Le journal diplomatique Wolfgang Petritsch, ancien haut représentant international en Bosnie-Herzégovine, a déclaré que les Serbes ne devraient être unis que sous l'égide de l'Union européenne.
“L'histoire est très importante pour nous, Européens. Lorsque l'Allemagne nazie a créé un parlement national, un mouvement national, nous avons fini dans la Seconde Guerre mondiale. Je ne veux pas que ça arrive aux Serbes, dit-il.
Cependant, de nombreux Serbes ne pensent pas la même chose.
Branko Radivojevich, résident de Banja Luka, s'est rendu à Belgrade le 8 juin pour soutenir l'idée d'unité. Les [Serbs] doivent vivre dans un état”, dit-il.

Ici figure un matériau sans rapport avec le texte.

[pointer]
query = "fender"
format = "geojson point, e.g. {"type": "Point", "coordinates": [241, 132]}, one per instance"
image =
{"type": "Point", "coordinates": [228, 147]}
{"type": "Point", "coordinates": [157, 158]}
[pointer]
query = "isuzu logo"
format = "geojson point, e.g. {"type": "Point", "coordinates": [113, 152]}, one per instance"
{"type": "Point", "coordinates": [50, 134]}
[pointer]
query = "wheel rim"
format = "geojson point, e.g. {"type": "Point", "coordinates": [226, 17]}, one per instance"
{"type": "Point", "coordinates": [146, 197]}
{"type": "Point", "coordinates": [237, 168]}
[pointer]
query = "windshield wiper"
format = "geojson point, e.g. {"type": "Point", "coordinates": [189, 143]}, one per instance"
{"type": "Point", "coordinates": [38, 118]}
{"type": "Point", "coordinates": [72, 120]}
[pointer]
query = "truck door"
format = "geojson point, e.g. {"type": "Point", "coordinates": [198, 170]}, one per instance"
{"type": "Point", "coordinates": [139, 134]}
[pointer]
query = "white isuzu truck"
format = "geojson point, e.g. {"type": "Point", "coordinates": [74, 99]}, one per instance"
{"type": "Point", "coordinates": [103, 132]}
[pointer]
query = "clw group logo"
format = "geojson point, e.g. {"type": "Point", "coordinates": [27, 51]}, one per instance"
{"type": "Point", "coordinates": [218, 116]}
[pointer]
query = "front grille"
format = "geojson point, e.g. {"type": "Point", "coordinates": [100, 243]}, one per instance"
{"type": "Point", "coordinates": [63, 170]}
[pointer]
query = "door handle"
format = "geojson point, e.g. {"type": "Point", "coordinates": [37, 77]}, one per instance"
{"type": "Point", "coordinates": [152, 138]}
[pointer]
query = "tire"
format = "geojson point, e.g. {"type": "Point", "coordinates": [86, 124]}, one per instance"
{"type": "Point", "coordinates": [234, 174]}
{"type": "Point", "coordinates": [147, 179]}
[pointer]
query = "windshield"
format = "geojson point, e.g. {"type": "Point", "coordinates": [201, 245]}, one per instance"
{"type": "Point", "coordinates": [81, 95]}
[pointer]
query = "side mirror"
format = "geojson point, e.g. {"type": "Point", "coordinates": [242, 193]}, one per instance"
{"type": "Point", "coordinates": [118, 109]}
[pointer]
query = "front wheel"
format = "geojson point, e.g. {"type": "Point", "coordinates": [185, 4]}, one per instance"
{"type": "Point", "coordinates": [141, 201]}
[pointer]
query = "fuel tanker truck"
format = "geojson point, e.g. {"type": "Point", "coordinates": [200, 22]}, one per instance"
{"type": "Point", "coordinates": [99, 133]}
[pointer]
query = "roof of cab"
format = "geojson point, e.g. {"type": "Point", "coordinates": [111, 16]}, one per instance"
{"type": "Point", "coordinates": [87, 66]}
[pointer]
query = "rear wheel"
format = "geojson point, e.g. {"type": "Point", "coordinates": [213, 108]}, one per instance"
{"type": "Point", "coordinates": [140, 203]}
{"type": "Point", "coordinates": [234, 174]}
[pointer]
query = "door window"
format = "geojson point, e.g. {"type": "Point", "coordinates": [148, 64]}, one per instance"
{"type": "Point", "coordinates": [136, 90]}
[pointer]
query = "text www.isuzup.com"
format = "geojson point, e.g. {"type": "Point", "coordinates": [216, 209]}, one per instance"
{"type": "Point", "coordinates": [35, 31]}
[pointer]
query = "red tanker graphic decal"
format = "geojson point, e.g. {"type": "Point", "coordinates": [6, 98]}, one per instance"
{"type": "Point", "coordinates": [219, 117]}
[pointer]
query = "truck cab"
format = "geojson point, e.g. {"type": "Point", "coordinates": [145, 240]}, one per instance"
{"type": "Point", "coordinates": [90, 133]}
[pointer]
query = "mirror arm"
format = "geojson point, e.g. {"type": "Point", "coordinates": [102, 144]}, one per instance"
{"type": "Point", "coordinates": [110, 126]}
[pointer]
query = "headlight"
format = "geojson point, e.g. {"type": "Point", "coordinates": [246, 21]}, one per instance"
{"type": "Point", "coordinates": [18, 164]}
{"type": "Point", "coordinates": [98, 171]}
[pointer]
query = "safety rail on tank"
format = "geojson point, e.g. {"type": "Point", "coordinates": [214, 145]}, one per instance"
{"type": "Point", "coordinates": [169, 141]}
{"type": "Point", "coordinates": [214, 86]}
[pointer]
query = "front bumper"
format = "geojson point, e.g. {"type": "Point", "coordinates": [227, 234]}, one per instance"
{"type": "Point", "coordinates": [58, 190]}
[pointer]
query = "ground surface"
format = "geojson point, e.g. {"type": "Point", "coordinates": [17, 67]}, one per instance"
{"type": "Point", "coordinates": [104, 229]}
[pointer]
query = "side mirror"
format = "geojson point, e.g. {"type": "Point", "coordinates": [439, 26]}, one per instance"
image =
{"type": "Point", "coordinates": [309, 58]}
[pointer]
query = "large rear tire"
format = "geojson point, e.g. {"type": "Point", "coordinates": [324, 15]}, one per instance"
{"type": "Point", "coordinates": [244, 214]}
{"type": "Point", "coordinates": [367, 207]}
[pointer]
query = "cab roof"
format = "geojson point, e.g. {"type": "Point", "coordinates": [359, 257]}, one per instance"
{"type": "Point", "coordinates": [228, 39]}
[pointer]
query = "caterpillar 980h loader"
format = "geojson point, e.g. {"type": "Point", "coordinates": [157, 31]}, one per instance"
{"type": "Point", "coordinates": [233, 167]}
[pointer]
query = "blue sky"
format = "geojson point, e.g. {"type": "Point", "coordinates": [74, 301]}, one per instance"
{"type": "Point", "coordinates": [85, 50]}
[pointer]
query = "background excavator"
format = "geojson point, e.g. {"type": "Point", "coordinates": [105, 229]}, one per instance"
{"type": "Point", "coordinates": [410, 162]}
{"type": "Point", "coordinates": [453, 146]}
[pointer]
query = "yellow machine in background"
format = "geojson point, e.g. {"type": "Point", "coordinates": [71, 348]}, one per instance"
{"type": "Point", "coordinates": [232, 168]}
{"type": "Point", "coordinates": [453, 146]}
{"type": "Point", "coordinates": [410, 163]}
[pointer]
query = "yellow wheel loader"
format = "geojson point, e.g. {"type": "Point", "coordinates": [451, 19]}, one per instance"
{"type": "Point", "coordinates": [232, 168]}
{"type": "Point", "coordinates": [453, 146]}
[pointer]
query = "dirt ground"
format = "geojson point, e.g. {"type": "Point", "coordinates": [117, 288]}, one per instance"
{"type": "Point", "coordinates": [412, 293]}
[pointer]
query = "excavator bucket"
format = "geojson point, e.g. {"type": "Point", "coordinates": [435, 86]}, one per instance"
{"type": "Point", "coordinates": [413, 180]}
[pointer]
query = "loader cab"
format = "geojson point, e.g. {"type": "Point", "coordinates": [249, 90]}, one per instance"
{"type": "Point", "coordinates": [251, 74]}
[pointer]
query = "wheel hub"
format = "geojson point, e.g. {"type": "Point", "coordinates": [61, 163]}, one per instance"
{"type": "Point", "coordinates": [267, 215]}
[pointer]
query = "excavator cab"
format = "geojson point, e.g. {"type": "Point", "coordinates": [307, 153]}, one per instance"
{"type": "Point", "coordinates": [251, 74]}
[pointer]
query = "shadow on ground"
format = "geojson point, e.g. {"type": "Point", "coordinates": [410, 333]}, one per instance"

Tsveta Radulovic, résidente de Belgrade, s'est jointe à la foule pour découvrir à nouveau “l'énergie nationale”, elle a dit qu'elle croyait que “a perdu”.
Pour entrer en vigueur, la Déclaration de “All-Serb” devra être ratifiée par le Parlement serbe et la Republika Srpska dans un délai de 90 jours.
Que dit la Déclaration?
Le document se compose de 49 points. Elle dit que le peuple serbe constitue une seule entité et que, bien que “tout au long de l'histoire, le peuple serbe ait vécu dans de nombreux États avec des noms différents, il a le droit de maintenir sa riche tradition 48x1>.
Certains estiment que si elle est appliquée avec précision, la coopération entre les deux parties sera beaucoup plus étroite et que la Serbie augmentera son influence en Republika Srpska, donc en Bosnie.
La déclaration commune a été adoptée à un moment où le président de la Republika Srpska Milorad Dodik [...] mentionne la possibilité de la sécession de la Bosnie.
Le président de la Serbie, Aleksandar Vuciq, a déclaré que le document a été compilé conformément aux résolutions, au droit international et à l'Accord de Dayton, qui a mis fin aux combats de 1992 à 1995 en Bosnie-Herzégovine, et a créé deux entités - la Fédération musulmane-croate et la Republika Srpska.
Vuciq a appelé les représentants de la Republika Srpska à résoudre tous les problèmes conformément à l'Accord de Dayton, tout en réaffirmant que la Serbie “ne laisserait jamais les Serbes de Bosnie” dans la boue.
Certains ont vu la position de Vuciki comme “visant à calmer les nationalistes en Bosnie-Herzégovine”.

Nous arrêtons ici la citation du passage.